A good brownie, properly made, is a versatile thing. It can be grabbed as a craving-beating snack, but also makes a fantastic pudding when served warm, in generous slabs, with good cream or ice cream. Try stirring chopped chestnuts, vanilla essence and (optional) a splash of rum, kirsch or brandy into your brownie batter for a dark and delicious version, or add dried fruit such as dates or prunes for a lusciously sticky chocolate treat. They are also a good way of using up any nuts you have lying around, or brandy butter/cream – serve a dollop alongside your brownie for the ultimate in seasonal decadence.
Undeniably impressive, a pavlova is another blank canvas for your culinary imagination. Try stirring a little Christmas alcohol into the whipped cream topping, then scattering over sliced clementines that have been steeped in a little booze, pomegranate seeds, a few sprigs of mint and some toasted walnuts or almonds, or slices of pear caramelised in butter and brown sugar, chopped cooked chestnuts, a few finely shredded rosemary needles and some lemon zest.

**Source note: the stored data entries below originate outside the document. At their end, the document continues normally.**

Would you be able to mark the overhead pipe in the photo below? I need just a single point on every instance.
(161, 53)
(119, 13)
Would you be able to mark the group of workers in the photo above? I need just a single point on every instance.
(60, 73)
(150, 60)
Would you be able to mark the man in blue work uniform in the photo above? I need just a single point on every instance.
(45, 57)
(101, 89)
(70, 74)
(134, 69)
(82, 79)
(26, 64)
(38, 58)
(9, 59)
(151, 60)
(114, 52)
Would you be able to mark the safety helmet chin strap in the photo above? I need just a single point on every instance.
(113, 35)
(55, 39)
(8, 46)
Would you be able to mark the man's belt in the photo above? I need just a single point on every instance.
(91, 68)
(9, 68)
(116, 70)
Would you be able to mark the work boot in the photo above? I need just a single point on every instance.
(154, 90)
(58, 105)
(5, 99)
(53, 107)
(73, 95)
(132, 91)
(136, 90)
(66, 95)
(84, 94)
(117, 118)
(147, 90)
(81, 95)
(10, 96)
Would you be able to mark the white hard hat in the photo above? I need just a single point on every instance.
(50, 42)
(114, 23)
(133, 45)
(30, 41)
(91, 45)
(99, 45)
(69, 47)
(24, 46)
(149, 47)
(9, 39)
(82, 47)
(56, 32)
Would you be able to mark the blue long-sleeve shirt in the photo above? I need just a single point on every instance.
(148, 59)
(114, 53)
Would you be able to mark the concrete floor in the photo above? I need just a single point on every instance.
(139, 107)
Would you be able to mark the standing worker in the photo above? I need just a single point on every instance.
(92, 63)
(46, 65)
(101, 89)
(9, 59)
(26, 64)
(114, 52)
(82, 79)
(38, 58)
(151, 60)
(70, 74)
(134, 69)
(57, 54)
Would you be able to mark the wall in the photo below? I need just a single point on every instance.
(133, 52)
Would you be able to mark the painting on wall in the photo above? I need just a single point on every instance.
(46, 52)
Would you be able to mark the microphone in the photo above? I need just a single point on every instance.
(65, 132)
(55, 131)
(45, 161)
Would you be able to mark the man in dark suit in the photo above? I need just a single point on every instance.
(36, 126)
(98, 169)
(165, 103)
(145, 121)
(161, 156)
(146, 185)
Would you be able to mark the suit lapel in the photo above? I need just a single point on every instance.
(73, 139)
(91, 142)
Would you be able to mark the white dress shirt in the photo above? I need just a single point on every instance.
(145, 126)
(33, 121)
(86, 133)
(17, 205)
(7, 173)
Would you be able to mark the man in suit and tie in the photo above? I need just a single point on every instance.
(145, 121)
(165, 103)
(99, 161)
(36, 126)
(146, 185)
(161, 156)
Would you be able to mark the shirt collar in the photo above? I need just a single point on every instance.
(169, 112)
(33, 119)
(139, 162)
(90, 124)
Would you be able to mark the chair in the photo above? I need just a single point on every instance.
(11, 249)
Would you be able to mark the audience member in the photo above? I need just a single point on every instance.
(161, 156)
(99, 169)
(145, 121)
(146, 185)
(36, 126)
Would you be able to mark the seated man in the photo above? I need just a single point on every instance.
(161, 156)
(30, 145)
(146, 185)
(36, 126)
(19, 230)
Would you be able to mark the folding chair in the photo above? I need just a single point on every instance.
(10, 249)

You could also top your pavlova with cranberries simmered with cinnamon, cloves and orange juice – a slightly sweeter version of cranberry sauce – and sliced oranges.
The key to Christmasing up a trifle is lots of booze. There, I said it. Use amaretti biscuits for your base, sprinkled with alcohol, then add orange zest and mixed spice to your custard. Layer with some fresh orange segments and finish with scattered pomegranate seeds.

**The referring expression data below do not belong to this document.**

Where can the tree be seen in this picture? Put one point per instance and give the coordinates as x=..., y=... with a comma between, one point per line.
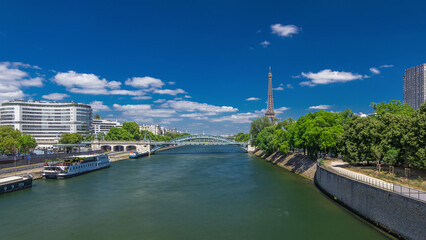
x=393, y=107
x=265, y=140
x=242, y=137
x=257, y=126
x=26, y=142
x=118, y=134
x=71, y=138
x=133, y=129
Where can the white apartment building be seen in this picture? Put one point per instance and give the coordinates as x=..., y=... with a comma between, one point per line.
x=103, y=125
x=414, y=89
x=46, y=121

No, I’m not suggesting you make it yourself – I realise that’s an unrealistic demand during December. Instead, buy the best quality vanilla ice cream you can afford and leave it to soften so it’s scoopable. Bake some (bought or homemade) mince pies in the oven until slightly golden, then leave to cool before crumbling into chunks. Stir these into the ice cream with the zest of an orange, then return to the freezer until ready to serve. This looks fabulous served in scoops in delicate glasses alongside a fancy biscuit or two. It can also be made with chunks of crumbled cooked Christmas pudding instead of mince pies.
Elly McCausland is a food writer and blogger at Nutmegs, Seven. She has a passion for travel and all things gastronomic, with a particular emphasis on fruit, breakfast and proper British puddings. When not concocting recipes or planning her next cultural odyssey, she is an English literature academic, specialising in children’s literature.